Bonus: Some Personal Updates
Summary: I’ve better identified my comparative advantages, and have a healthier way of relating to AIS research.
I used to think that my comparative advantage was clearly going to be in doing the actual technical thinking or theorem proving. In fact, I used to believe that I was unsuited for both technical writing and pushing projects over the finish line. Now I think that most of my value in the past ~2 years has come from technical writing or by helping finish projects.
I used to think that pure engineering or mathematical skill were what mattered, and feel sad about how it seemed that my comparative advantage was something akin to long term memory.[1] I now see more value in having good long-term memory.
I used to be uncertain about if academia was a good place for me to do research. Now I’m pretty confident it’s not.
Embarrassingly enough, in 2018 I used to implicitly believe quite strongly in a binary model of “you’re good enough to do research” vs “you’re not good enough to do research”. In addition, I had an implicit model that the only people “good enough” were those who never failed at any evaluation. I no longer think this is true.

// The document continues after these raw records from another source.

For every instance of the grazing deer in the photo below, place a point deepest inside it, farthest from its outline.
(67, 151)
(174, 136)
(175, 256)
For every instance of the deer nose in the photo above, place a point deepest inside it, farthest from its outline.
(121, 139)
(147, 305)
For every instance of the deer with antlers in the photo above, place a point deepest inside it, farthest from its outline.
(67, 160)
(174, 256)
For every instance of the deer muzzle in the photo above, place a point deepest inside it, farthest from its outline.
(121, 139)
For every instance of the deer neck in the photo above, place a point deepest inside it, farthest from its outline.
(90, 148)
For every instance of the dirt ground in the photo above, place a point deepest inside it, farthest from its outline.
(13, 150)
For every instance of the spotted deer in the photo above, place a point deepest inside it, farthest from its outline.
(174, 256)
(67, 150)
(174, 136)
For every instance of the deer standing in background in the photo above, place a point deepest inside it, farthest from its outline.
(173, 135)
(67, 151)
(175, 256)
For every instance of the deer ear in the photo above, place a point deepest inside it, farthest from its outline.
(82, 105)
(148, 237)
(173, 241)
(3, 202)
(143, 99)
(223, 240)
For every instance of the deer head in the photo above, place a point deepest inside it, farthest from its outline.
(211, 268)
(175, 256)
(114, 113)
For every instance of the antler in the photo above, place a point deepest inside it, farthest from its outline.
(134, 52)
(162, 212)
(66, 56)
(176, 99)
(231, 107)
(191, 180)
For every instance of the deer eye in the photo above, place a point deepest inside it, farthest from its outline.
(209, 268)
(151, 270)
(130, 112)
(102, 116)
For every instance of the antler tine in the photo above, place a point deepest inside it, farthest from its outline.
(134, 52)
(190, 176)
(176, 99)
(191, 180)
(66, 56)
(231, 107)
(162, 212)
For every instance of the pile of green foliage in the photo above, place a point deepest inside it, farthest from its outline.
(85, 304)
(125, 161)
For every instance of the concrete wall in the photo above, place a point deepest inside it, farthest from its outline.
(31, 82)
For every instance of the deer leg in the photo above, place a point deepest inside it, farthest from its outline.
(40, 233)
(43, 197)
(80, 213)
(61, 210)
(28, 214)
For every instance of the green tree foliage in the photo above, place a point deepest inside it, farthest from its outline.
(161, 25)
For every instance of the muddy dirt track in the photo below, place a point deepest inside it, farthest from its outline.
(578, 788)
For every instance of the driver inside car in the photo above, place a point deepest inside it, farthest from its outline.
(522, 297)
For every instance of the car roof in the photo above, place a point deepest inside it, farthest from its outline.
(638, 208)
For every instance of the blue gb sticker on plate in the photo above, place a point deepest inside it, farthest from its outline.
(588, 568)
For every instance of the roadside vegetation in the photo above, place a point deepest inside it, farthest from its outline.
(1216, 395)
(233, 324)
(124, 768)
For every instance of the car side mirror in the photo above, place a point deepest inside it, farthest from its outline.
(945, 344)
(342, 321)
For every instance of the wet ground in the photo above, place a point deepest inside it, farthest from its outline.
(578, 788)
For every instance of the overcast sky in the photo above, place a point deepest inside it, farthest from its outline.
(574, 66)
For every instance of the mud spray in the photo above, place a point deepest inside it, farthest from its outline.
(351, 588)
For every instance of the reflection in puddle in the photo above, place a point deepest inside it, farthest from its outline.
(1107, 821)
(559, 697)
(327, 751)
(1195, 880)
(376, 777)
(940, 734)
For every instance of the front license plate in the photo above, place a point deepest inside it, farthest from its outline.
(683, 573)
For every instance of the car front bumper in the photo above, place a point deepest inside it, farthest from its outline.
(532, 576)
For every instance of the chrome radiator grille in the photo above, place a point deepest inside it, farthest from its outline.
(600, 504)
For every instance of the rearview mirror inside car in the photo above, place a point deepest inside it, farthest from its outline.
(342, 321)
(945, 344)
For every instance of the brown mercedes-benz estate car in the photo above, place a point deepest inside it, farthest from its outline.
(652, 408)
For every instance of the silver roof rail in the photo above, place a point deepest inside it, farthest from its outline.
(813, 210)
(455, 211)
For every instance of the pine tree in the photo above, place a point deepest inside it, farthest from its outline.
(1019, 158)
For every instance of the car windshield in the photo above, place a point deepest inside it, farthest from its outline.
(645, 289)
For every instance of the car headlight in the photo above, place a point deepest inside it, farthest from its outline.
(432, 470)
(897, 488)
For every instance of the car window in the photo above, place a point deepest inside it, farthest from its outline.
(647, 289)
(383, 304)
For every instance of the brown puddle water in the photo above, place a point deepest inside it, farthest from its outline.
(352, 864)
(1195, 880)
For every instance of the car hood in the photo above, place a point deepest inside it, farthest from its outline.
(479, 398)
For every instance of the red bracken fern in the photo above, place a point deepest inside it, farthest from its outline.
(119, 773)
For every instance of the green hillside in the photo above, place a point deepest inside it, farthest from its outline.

I am more of a fan of trying obvious approaches or “just doing the thing”.
I think, compared to the people around me, I don’t actually have that much “raw compute” or even short term memory (e.g. I do pretty poorly on IQ tests or novel math puzzles), and am able to perform at a much higher level by pattern matching and amortizing thinking using good long-term memory (if not outsourcing it entirely by quoting other people’s writing).
I don’t mean this as a criticism—you can both be right—but this is extremely correlated to the updates made by the average Bay Area x-risk reduction-enjoyer over the past 5-10 years, to the extent that it almost could serve as a summary.
That seems correct, at least directionally, yes.
Is the reason for the redaction also private?
I don’t want to say things that have any chance of annoying METR without checking with METR comm people, and I don’t think it’s worth their time to check the things I wanted to say.